Por Anthony Deutsch e Stephanie van den Berg
HAIA (Reuters) - Conforme dezenas de milhares de armênios étnicos fogem de suas casas em Nagorno-Karabakh, vários especialistas internacionais afirmam que o êxodo atende às condições para o crime de guerra de "deportação ou transferência forçada", ou até mesmo um crime contra a humanidade.
Nagorno-Karabakh é reconhecido internacionalmente como parte do Azerbaijão, mas é povoado principalmente por cristãos armênios que criaram a autodenominada República de Artsakh há três décadas, depois de um sangrento conflito étnico com o colapso da União Soviética.

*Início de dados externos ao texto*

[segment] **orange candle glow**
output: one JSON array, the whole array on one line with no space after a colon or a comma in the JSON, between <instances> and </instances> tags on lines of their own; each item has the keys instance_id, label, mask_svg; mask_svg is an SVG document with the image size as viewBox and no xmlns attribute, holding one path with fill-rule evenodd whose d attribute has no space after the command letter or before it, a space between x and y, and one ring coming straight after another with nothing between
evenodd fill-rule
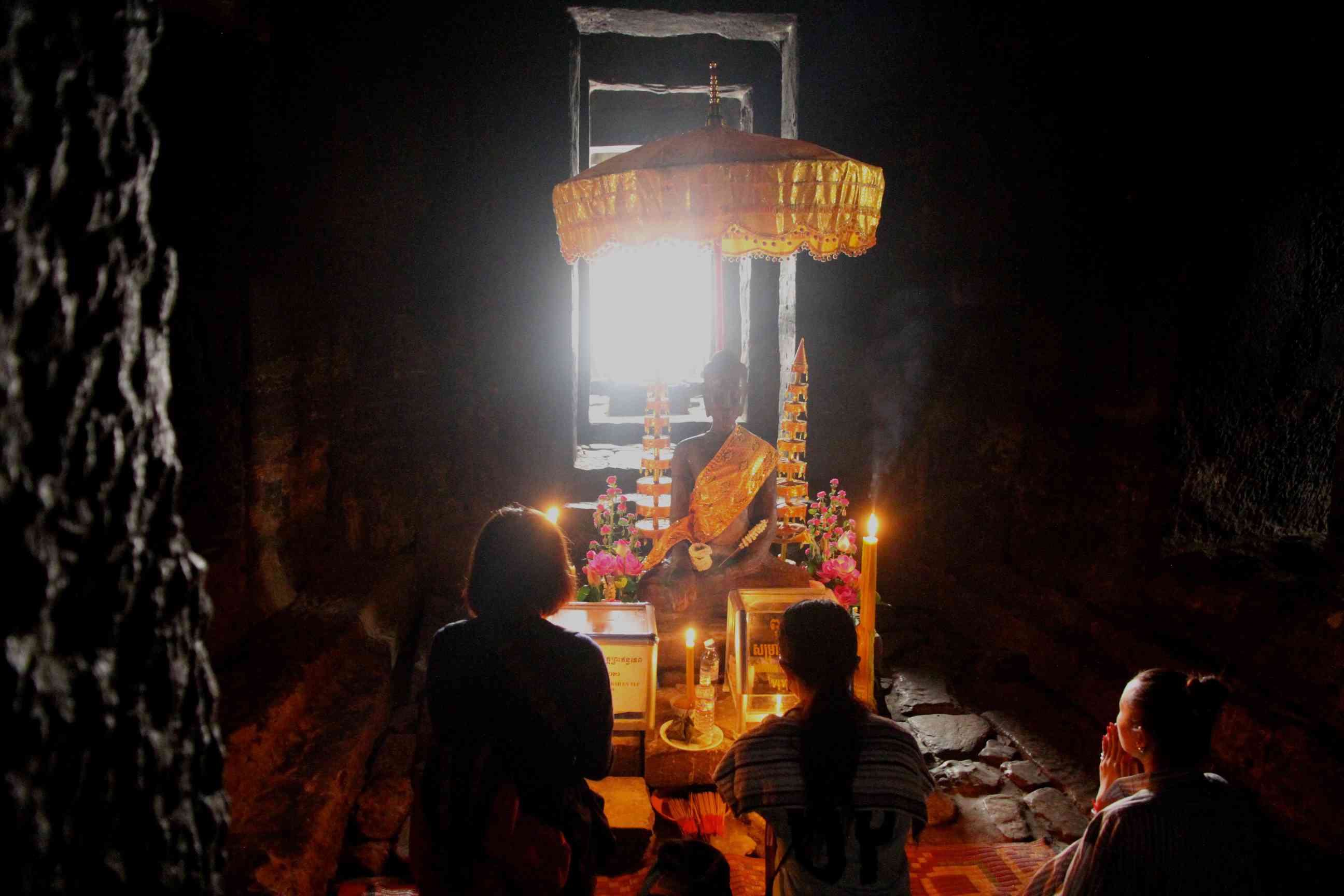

Até sexta-feira, mais de 90.000 pessoas da população estimada em 120.000 tinham fugido para a Armênia, segundo a agência de notícias RIA, citando o governo armênio.
O êxodo evocou o espectro da guerra de 1988 a 1994 entre os armênios e seus vizinhos azeris, parte de uma história de derramamento de sangue étnico e deslocamento que remonta a gerações passadas e que marca a memória popular da região e tem gerado profundo medo e suspeita mútuos.
Hikmet Hajiyev, conselheiro de política externa do presidente do Azerbaijão, Ilham Aliyev, disse a jornalistas em Bruxelas na terça-feira: "Por vezes, na imprensa internacional... encontramos certas metáforas de que está ocorrendo uma limpeza étnica ou que o Azerbaijão está levando a cabo um genocídio... Não houve nenhum fato verificado no terreno de qualquer tipo de violência contra os civis locais".
Independentemente da história e da falta de relatórios sobre os eventos dentro do território isolado, vários especialistas jurídicos internacionais acreditam que a fuga em massa se enquadra na definição legal de crime de guerra.
Os documentos de fundação do Tribunal Penal Internacional afirmam que, ao se referir à transferência ou deportação forçada, "o termo 'forçosamente' não se restringe à força física, mas pode incluir ameaça de força ou coerção, como a causada por medo de violência, coação, detenção, opressão psicológica ou abuso de poder contra essa pessoa ou pessoas ou outra pessoa, ou por tirar vantagem de um ambiente coercitivo".
Esse "ambiente coercitivo" foi criado em Nagorno-Karabakh antes da ofensiva pela obstrução de suprimentos essenciais pelo Azerbaijão, disseram a advogada Priya Pillai e Melanie O'Brien, professora visitante da Universidade de Minnesota e presidente da Associação Internacional de Estudiosos de Genocídio.
No entanto, não há um caminho rápido para um indiciamento porque nenhum dos Estados pertence ao TPI, que julga acusados de crimes de guerra, crimes contra a humanidade e genocídio.
O'Brien acredita que o bloqueio - que Baku disse ser necessário para impedir o contrabando de armas - foi, na verdade, o início de um genocídio, pois foi implementado com o objetivo de "infligir deliberadamente condições de vida destinadas a provocar a destruição física do grupo visado".
O primeiro procurador do TPI, Luis Moreno Ocampo, concordou com a argumentação de O'Brien, observando que uma decisão de genocídio não exige assassinatos em massa.
"Para mim, é obviamente um genocídio", disse ele.
O Instituto Lemkin para a Prevenção do Genocídio, um grupo de reflexão jurídica, alertou em um relatório de 127 páginas no dia 5 de Setembro, dias antes da ofensiva do Azerbaijão, para as terríveis consequências potenciais.
“Isso resultaria quase certamente no deslocamento forçado de armênios de Artsakh (Nagorno-Karabakh) e na prática generalizada de atrocidades genocidas, refletindo aquelas cometidas na Segunda Guerra de Nagorno-Karabakh de 2020 e nas hostilidades subsequentes”, afirmou.
"Se os armênios de Artsakh forem deslocados... isso resultaria na destruição genocida de um povo, pois os armênios de Artsakh perderiam a sua identidade distinta."